If something is broken in code that I'm interfacing with, I'd like for my tests to reflect that. I've never understood the "testing little things in isolation" strategy when it precludes a "test everything all working together" strategy.
The reason is that if you can write a test that specifies your unit in terms of its communication with collaborators, then you have achieved a rational and comprehensible unit of code, and so you can be more sure that your design is sound.
With test-driven design (in an ideal world), if a change to an important module can break its own tests only, that means that it has a shallow and clear interface, decoupling its internals from the rest of the application.
Given that the module's code is exhaustively tested, that means there is a full specification of what it's supposed to do, given the various possible scenarios.
If the tests are well-written, that means the specification is comprehensible, which means the interfaces make sense in the domain's discourse.
Good TDD involves working hard to keep the code base clean and comprehensible. If you're only testing that everything works together, there's a chance that you're also less focused on maintaining good architecture.
Yeah, I get that. But it makes me wonder why "unit testing" became such a hot thing. I think it's just because it's simpler than integration testing. But integration testing is much more valuable.

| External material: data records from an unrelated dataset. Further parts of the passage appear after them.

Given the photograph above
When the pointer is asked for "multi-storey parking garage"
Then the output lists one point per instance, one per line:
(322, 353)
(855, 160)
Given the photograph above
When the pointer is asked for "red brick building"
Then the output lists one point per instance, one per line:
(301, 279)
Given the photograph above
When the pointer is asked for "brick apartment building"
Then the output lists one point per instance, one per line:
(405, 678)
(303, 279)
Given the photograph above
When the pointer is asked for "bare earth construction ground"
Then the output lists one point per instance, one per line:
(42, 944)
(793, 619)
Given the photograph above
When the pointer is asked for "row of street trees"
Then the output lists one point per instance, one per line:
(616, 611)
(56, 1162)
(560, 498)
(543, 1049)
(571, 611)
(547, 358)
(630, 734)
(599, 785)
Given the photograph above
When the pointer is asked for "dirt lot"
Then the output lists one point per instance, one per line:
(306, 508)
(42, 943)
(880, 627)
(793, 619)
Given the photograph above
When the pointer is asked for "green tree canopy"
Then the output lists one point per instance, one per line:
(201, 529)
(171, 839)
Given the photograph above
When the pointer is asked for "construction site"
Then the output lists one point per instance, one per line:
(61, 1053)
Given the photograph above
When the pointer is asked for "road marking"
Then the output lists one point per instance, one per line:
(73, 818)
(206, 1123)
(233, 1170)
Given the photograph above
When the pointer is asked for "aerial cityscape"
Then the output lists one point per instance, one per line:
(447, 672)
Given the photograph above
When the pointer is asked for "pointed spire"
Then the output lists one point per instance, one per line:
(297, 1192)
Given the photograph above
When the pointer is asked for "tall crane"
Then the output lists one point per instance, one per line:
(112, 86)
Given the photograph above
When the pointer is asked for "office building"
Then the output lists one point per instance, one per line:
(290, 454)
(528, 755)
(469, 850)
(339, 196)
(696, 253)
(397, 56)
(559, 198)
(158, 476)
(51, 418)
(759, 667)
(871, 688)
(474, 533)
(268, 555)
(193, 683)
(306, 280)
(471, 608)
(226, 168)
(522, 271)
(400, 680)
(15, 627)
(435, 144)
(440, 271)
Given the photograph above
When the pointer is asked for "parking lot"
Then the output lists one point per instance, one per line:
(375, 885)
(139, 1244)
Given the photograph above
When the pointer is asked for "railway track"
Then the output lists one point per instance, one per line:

True, it's much simpler. It's also much more interesting when you start having a huge codebase, and you want to refactor/add a feature/fix a bug, because you don't need to set and verify the whole input/output of your application but only the one that does the logic you're interested in.
It's also simpler to use unit tests for verifying all possible inputs and outputs of a component.
But, as others have said, unit tests alone are necessary but not sufficient.
> But it makes me wonder why "unit testing" became such a hot thing. I think it's just because it's simpler than integration testing. But integration testing is much more valuable.
TDD focuses on a particular method of leveraging unit testing to improve code quality and avoid bloat, but it doesn't suggest that integration testing should be abandoned. Integration testing is just outside of the scope of the part of the dev process TDD is focussed on improving.
Unit testing has the benefit of telling you more specifically which bit of code is broken. That is more valuable when it finds the error. Integration testing will find more errors. As dragonwriter says, though, the focus of TDD is not the fact the tests find errors but the way they shape your development. For that end, it's not clear to me (at all) which is "more valuable".
> I've never understood the "testing little things in isolation" strategy when it precludes a "test everything all working together" strategy.
It doesn't. TDD is largely about how to use unit tests to drive incremental development, but it certainly doesn't preclude any other form of testing being part of the lifecycle (it just doesn't have anything to say about them -- presuming that you have some integration and acceptance test practices, and that those are out of TDD's scope.)